|Senator Joe Donnelly (R-IN)|
I believe, in the end, the nominee will be Braun or Rokita, but I believe Donnelly will win the general election by a small, but comfortable margin. Braun and Rokita, and to a lesser degree Messer, are competing to appear the Trumpiest, but I think that designation will be an albatross around the winner's neckl in the general election. Trump is not popular in the Indianapolis suburbs, particularly in Hamilton County, and those suburbs, which allow the Democratic strongholds of Marion and Lake County to be more than offset, are critical to the fortune of GOP statewide candidates.
Then you have West Virginia. While the Democrats have a strong candidate in Joe Manchin running for re-election, Trump did win the state by over 42 points and remains popular there. It was bad enough that Manchin was shown leading a potential GOP rival, West Virginia Attorney General Patrick Morrissey last November by over 20 points, it appears the Republicans may instead nominate Don Blankenship, a mining executive who was convicted of a felony for skirting regulations that could have prevented a mine explosion that killed 29 of Blankenship's workers.
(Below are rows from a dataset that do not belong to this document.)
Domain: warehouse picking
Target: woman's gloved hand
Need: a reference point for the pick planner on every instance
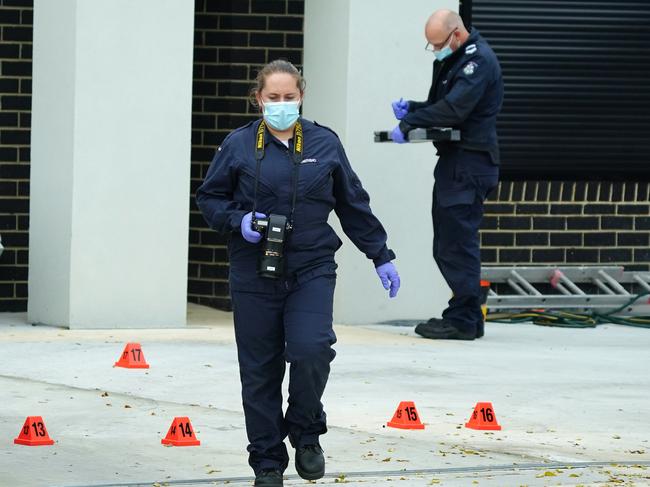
(389, 278)
(247, 231)
(400, 108)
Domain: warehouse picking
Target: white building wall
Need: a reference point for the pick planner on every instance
(110, 163)
(359, 56)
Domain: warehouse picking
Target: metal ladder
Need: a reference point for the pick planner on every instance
(566, 281)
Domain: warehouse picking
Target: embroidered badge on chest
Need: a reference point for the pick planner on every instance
(469, 68)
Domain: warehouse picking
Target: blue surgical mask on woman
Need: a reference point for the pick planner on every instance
(281, 115)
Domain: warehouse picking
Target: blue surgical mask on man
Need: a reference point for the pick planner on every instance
(281, 115)
(443, 53)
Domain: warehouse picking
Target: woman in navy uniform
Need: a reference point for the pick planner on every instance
(285, 165)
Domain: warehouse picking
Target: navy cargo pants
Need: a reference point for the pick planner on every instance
(291, 324)
(463, 180)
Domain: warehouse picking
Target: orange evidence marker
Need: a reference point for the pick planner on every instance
(132, 357)
(34, 433)
(181, 433)
(483, 417)
(406, 417)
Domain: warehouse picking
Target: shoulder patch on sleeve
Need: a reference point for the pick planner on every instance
(326, 128)
(469, 68)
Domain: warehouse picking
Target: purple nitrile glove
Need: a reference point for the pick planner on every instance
(400, 108)
(247, 231)
(389, 278)
(397, 136)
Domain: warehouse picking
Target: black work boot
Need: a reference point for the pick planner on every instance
(443, 330)
(269, 478)
(310, 462)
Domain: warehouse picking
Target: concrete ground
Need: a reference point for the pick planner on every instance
(574, 406)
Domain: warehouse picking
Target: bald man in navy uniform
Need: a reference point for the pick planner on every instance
(466, 93)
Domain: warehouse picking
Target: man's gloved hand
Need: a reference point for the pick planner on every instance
(389, 278)
(398, 136)
(247, 232)
(400, 108)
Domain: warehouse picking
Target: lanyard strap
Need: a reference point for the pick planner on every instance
(260, 143)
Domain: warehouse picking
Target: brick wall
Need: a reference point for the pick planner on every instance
(568, 222)
(15, 122)
(233, 39)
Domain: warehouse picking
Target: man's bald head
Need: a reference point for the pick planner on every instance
(441, 24)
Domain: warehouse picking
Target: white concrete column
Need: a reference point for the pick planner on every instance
(359, 56)
(110, 171)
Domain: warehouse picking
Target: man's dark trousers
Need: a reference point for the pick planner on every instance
(293, 324)
(463, 180)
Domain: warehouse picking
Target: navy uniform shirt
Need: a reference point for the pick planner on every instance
(326, 182)
(466, 93)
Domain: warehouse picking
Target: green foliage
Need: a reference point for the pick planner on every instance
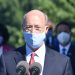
(12, 11)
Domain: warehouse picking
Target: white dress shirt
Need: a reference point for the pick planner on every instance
(66, 47)
(40, 55)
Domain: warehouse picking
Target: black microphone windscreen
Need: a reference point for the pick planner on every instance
(35, 68)
(22, 68)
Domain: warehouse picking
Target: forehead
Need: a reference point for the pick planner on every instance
(35, 18)
(63, 27)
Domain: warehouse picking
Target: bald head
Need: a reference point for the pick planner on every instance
(34, 20)
(36, 13)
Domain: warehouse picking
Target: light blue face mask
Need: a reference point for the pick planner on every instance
(63, 38)
(34, 40)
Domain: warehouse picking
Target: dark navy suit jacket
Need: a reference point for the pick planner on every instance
(54, 64)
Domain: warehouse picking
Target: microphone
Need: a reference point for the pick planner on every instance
(35, 68)
(22, 68)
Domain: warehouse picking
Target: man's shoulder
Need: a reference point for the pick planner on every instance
(56, 55)
(17, 51)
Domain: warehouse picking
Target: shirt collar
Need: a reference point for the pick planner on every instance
(42, 50)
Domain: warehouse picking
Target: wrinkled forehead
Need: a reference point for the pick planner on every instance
(37, 14)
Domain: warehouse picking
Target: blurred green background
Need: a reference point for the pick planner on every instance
(12, 11)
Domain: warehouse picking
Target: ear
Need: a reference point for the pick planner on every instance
(46, 29)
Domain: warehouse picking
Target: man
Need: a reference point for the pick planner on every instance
(34, 31)
(64, 45)
(49, 35)
(4, 38)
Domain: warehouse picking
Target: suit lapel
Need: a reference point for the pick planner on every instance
(48, 62)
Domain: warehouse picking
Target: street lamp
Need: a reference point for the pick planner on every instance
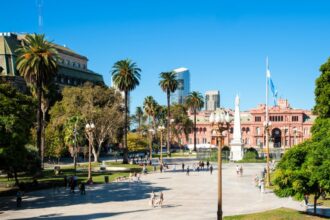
(267, 124)
(151, 132)
(161, 128)
(222, 121)
(90, 127)
(75, 149)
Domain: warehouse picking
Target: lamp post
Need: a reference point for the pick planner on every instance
(161, 128)
(267, 125)
(90, 127)
(151, 132)
(222, 121)
(75, 149)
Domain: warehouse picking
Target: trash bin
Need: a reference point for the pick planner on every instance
(106, 179)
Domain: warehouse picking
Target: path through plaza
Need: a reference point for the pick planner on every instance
(186, 197)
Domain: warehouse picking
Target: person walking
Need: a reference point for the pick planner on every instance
(241, 170)
(161, 199)
(19, 199)
(82, 188)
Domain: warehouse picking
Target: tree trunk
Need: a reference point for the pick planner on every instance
(195, 149)
(125, 156)
(16, 178)
(315, 203)
(168, 122)
(43, 137)
(39, 118)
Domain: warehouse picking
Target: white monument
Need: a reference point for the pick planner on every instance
(236, 145)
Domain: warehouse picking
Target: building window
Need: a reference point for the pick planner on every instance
(295, 118)
(257, 130)
(257, 118)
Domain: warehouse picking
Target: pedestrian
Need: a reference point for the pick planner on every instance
(262, 187)
(152, 199)
(161, 199)
(19, 199)
(241, 170)
(82, 188)
(306, 197)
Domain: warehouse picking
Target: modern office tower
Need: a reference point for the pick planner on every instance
(212, 100)
(183, 90)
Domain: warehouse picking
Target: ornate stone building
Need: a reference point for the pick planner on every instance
(289, 127)
(72, 71)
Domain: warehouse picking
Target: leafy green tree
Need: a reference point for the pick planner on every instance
(37, 63)
(126, 77)
(168, 83)
(322, 92)
(195, 102)
(89, 103)
(136, 142)
(16, 120)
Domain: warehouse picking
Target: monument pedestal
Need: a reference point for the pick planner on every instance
(236, 152)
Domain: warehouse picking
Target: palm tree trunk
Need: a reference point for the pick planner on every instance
(168, 122)
(125, 156)
(195, 149)
(39, 118)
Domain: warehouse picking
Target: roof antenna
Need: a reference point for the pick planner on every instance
(40, 18)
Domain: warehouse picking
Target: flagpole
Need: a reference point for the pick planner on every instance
(267, 124)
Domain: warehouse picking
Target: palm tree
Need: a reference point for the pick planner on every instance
(126, 76)
(37, 63)
(195, 102)
(139, 116)
(169, 84)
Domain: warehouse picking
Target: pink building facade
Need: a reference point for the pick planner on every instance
(289, 127)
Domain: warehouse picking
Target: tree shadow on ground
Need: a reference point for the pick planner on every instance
(324, 212)
(81, 217)
(113, 192)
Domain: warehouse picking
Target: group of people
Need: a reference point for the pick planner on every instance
(156, 202)
(200, 166)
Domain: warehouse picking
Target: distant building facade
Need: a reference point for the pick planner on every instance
(183, 90)
(72, 70)
(212, 100)
(289, 127)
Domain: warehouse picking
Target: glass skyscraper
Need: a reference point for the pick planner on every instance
(183, 76)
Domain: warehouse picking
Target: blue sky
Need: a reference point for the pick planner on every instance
(224, 43)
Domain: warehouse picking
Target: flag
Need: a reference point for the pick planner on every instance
(272, 86)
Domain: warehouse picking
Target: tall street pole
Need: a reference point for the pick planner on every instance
(219, 179)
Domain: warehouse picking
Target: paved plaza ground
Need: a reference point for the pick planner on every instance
(185, 197)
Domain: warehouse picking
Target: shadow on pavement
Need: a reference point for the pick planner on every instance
(113, 192)
(89, 216)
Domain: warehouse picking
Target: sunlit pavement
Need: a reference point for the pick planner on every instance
(185, 197)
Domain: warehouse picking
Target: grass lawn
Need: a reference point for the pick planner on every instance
(48, 178)
(276, 214)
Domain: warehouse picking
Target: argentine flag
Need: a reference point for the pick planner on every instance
(272, 86)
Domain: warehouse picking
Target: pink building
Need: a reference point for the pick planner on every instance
(289, 127)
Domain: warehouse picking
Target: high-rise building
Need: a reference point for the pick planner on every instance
(212, 100)
(183, 90)
(72, 67)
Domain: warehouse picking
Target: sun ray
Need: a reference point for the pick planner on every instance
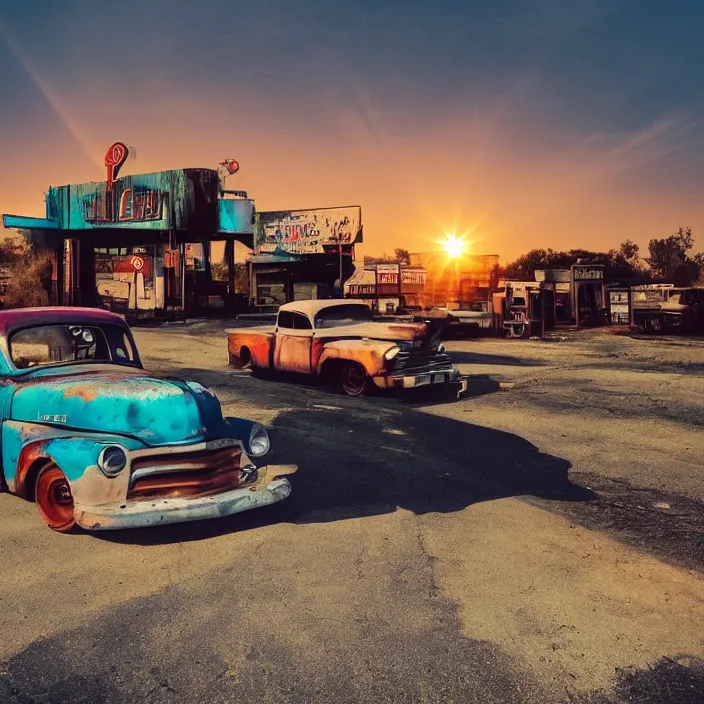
(50, 95)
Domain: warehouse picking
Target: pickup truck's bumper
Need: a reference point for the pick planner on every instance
(441, 376)
(143, 513)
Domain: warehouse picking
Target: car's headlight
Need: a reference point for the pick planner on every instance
(259, 443)
(390, 354)
(112, 460)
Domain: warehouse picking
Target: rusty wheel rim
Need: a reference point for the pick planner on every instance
(54, 499)
(353, 380)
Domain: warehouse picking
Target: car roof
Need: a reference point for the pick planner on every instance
(312, 308)
(27, 317)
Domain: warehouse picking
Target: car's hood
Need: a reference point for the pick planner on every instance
(131, 402)
(376, 331)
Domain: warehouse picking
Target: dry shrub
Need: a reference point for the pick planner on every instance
(29, 280)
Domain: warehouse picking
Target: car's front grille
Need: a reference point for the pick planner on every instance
(187, 474)
(420, 360)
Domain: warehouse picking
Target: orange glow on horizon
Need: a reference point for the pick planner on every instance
(454, 246)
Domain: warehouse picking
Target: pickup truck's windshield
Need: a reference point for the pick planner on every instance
(337, 316)
(58, 344)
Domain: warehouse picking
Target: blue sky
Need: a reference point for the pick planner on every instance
(533, 122)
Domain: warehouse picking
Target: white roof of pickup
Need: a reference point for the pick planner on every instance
(311, 308)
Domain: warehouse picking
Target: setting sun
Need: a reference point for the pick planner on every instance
(454, 246)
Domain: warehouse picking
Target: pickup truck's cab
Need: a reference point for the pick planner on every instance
(338, 341)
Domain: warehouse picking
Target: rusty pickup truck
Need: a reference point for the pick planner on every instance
(337, 341)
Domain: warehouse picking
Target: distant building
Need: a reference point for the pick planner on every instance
(388, 287)
(458, 283)
(302, 254)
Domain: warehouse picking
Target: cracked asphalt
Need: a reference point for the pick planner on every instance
(541, 540)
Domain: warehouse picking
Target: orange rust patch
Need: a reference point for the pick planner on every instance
(88, 394)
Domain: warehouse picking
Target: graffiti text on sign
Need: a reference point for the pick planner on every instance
(585, 273)
(134, 206)
(311, 230)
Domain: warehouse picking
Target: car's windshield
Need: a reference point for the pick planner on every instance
(336, 316)
(58, 344)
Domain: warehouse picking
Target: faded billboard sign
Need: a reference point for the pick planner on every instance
(387, 274)
(309, 231)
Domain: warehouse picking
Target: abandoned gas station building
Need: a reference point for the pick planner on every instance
(165, 242)
(142, 243)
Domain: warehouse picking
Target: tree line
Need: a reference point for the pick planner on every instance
(670, 259)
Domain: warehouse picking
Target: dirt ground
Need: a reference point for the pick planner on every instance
(541, 540)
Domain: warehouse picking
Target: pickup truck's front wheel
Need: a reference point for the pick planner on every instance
(354, 379)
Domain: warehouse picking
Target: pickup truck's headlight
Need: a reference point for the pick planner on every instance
(259, 443)
(112, 460)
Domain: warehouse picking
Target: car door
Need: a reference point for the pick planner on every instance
(294, 336)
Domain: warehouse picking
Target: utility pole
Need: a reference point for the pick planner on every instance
(342, 290)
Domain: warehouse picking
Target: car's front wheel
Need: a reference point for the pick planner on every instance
(354, 379)
(54, 499)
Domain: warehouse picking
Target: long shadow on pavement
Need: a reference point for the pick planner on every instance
(362, 458)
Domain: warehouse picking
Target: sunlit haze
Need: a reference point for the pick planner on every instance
(549, 123)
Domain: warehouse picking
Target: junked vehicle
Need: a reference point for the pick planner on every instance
(99, 443)
(338, 341)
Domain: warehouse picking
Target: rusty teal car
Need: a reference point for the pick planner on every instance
(97, 442)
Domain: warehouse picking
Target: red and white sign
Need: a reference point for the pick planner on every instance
(115, 157)
(230, 165)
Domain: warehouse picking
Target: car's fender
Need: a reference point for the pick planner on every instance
(251, 348)
(368, 353)
(26, 445)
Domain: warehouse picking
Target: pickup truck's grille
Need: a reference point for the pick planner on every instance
(186, 474)
(420, 361)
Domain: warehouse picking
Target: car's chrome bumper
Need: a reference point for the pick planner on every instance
(441, 376)
(143, 513)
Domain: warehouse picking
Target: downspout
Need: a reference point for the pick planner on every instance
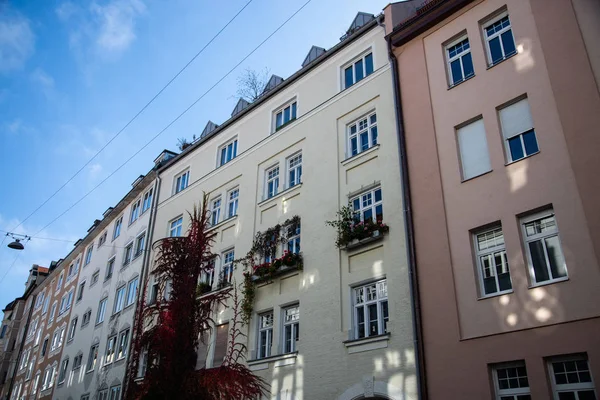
(409, 231)
(144, 274)
(12, 378)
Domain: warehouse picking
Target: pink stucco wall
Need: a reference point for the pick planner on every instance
(463, 334)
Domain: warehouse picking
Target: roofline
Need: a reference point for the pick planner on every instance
(286, 82)
(438, 10)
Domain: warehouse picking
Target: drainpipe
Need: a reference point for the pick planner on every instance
(409, 231)
(144, 274)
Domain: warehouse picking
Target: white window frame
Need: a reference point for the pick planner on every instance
(487, 39)
(265, 328)
(356, 128)
(176, 226)
(230, 144)
(542, 236)
(362, 57)
(181, 181)
(570, 387)
(291, 322)
(511, 393)
(458, 56)
(491, 252)
(215, 210)
(359, 302)
(233, 202)
(294, 165)
(293, 110)
(272, 175)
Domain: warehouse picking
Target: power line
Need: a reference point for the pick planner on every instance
(135, 116)
(176, 119)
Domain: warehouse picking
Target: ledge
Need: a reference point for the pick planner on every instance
(279, 360)
(280, 194)
(367, 344)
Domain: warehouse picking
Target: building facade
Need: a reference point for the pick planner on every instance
(94, 357)
(341, 327)
(500, 109)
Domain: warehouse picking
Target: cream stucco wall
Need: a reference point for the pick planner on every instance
(323, 367)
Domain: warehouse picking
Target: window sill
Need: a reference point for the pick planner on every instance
(549, 282)
(279, 360)
(463, 81)
(367, 344)
(360, 155)
(521, 159)
(280, 194)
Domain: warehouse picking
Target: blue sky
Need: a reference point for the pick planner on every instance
(72, 73)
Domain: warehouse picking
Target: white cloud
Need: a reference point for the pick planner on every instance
(16, 41)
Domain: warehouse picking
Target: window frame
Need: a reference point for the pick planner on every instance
(541, 236)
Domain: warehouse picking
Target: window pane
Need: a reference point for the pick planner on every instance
(539, 261)
(348, 80)
(468, 65)
(508, 43)
(495, 50)
(358, 70)
(555, 256)
(369, 64)
(530, 142)
(516, 149)
(456, 71)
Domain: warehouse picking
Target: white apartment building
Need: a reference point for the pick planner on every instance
(98, 334)
(341, 327)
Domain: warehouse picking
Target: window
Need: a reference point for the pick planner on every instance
(291, 326)
(101, 310)
(128, 254)
(92, 358)
(88, 255)
(80, 291)
(72, 329)
(293, 235)
(181, 181)
(109, 270)
(460, 64)
(272, 181)
(357, 70)
(147, 201)
(63, 371)
(139, 245)
(117, 229)
(122, 343)
(119, 299)
(175, 228)
(510, 381)
(370, 310)
(111, 345)
(265, 334)
(368, 204)
(473, 150)
(232, 202)
(544, 253)
(499, 39)
(228, 152)
(131, 292)
(135, 211)
(294, 170)
(492, 262)
(518, 131)
(285, 115)
(215, 211)
(362, 134)
(227, 267)
(572, 379)
(115, 392)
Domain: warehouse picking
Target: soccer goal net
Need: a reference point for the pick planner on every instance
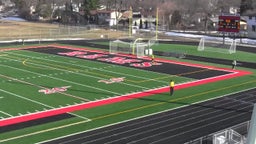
(137, 47)
(225, 46)
(152, 41)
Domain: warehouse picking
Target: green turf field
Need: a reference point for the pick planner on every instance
(26, 76)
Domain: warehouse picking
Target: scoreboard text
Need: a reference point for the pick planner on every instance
(229, 23)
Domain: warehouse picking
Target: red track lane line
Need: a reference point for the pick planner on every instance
(38, 115)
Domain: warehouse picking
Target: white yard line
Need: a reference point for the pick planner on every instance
(6, 114)
(89, 68)
(138, 118)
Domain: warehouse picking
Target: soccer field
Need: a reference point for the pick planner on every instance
(60, 87)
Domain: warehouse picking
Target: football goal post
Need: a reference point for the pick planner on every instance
(226, 46)
(138, 47)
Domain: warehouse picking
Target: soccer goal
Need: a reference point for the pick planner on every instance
(119, 46)
(211, 45)
(136, 47)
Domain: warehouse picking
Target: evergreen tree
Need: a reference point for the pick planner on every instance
(245, 6)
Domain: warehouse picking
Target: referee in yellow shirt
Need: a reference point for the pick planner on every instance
(171, 87)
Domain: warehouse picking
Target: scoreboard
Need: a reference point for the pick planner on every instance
(229, 23)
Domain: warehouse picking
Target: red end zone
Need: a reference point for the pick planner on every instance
(34, 116)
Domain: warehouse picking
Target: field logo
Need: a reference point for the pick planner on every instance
(112, 80)
(54, 90)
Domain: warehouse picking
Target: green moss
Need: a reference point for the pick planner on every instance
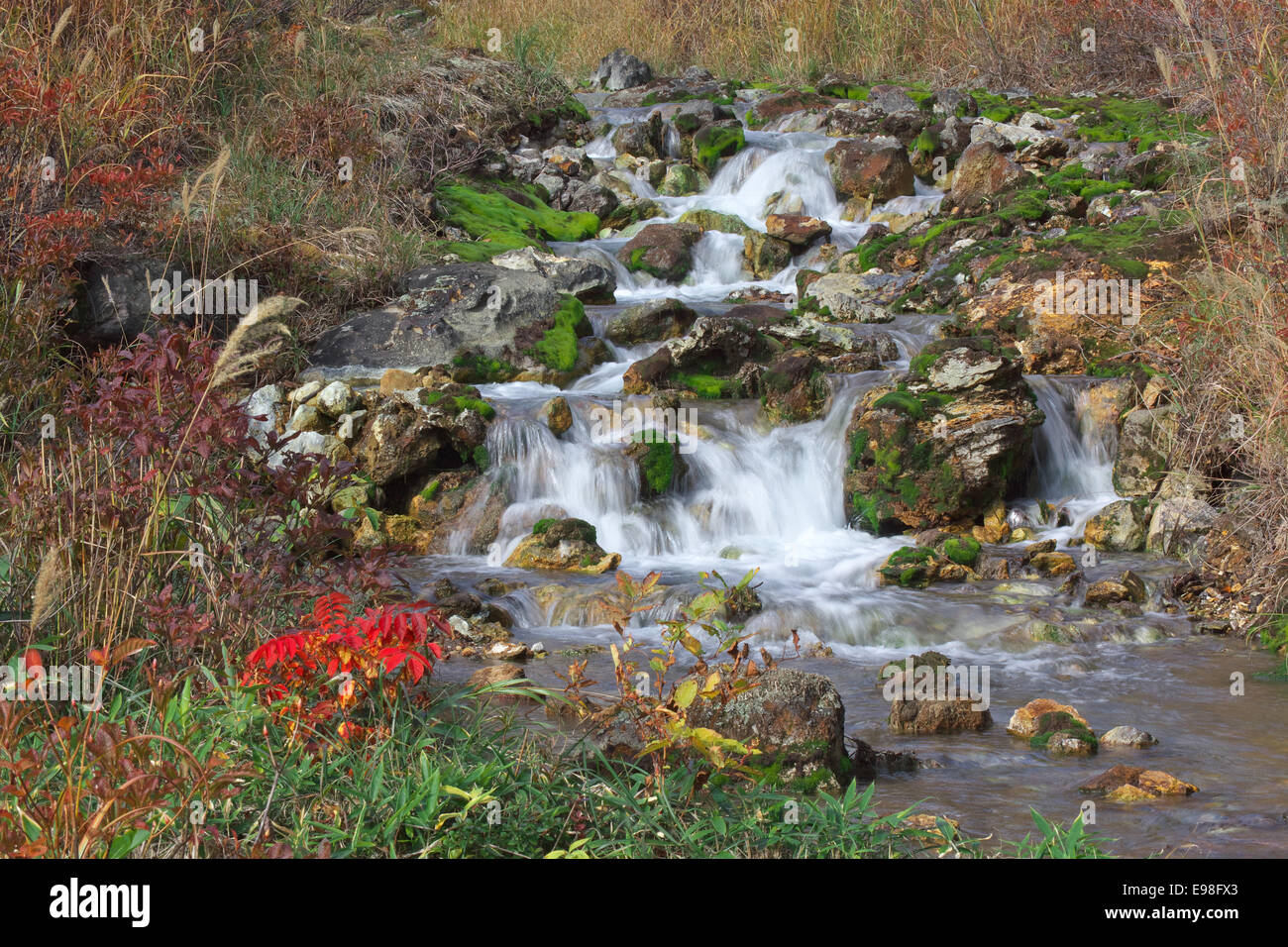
(658, 463)
(481, 368)
(509, 218)
(708, 385)
(715, 142)
(962, 549)
(558, 347)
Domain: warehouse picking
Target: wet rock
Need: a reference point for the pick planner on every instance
(1144, 450)
(588, 279)
(619, 69)
(765, 256)
(489, 311)
(683, 179)
(642, 140)
(657, 462)
(651, 321)
(982, 171)
(799, 231)
(1124, 784)
(876, 169)
(1179, 523)
(1119, 526)
(795, 388)
(795, 719)
(1127, 737)
(557, 415)
(845, 298)
(925, 455)
(661, 250)
(1025, 720)
(567, 545)
(713, 221)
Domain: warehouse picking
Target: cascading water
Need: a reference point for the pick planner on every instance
(769, 499)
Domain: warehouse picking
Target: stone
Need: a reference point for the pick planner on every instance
(982, 171)
(557, 415)
(876, 169)
(1124, 784)
(619, 69)
(795, 719)
(1117, 527)
(1127, 737)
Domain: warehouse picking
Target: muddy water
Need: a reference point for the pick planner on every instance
(764, 499)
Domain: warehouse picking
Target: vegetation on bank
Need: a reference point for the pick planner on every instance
(146, 534)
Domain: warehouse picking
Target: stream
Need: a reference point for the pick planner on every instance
(769, 499)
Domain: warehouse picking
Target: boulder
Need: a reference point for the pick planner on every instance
(797, 230)
(566, 545)
(795, 719)
(1124, 784)
(480, 308)
(877, 169)
(651, 321)
(1128, 737)
(661, 250)
(983, 171)
(1120, 527)
(948, 445)
(619, 69)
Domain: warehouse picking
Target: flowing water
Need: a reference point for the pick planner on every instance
(769, 499)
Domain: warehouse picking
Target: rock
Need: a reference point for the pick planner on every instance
(557, 415)
(870, 169)
(657, 460)
(619, 69)
(642, 140)
(567, 545)
(338, 398)
(1127, 737)
(765, 256)
(795, 386)
(1025, 720)
(1144, 450)
(713, 221)
(982, 171)
(309, 442)
(1117, 527)
(799, 231)
(266, 412)
(308, 418)
(1127, 587)
(487, 311)
(683, 179)
(936, 716)
(794, 719)
(651, 321)
(772, 107)
(845, 298)
(926, 455)
(588, 279)
(1124, 784)
(1179, 523)
(398, 380)
(715, 142)
(890, 98)
(661, 250)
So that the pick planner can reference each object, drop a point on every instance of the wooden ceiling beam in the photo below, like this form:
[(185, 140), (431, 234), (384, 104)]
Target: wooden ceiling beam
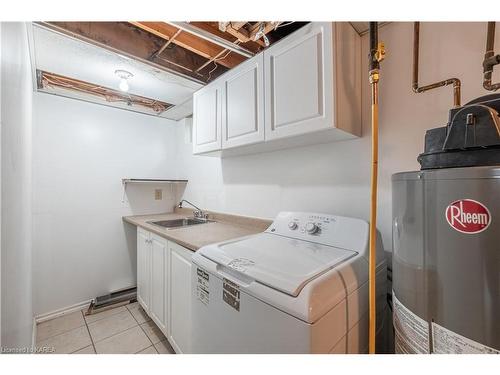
[(213, 27), (126, 38), (188, 41)]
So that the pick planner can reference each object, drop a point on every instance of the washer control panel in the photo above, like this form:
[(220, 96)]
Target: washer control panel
[(331, 230)]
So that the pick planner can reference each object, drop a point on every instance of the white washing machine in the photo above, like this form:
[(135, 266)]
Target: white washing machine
[(299, 287)]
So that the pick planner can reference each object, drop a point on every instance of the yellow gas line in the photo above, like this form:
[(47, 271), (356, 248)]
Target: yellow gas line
[(374, 77)]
Meanwhile, as to seats the Republicans are defending, it looks like my prediction that the Democrats have a real shot at winning Texas are being reflected in the polls. A Quinnipiac poll issued yesterday showed incumbent Senator Ted Cruz clinging to only a 3 point, 47-44, lead over Democratic nominee Congressman Beto O'Rourke. O'Rourke is also badly swamping Cruz in fundraising.
Then you have Tennessee, a state Trump won by 26 points. In the Volunteer State, Republicans are defending a seat currently held by Bob Corker, a Trump critic, who has decided to not seek re-election. Trump enthusiast Congresswoman Marsha Blackburn has stepped into the void, but the Republican trails by 10 points former Democratic Tennessee Governor Phil Bredesen.
Democrats also have a better than 50-50 chance of winning Republican seats in Nevada and Arizona, but will struggle to defend against Republican challengers in Missouri and Florida.
Yes, it is still a longshot for Democrats to gain control of the U.S. Senate, but it is now more plausible.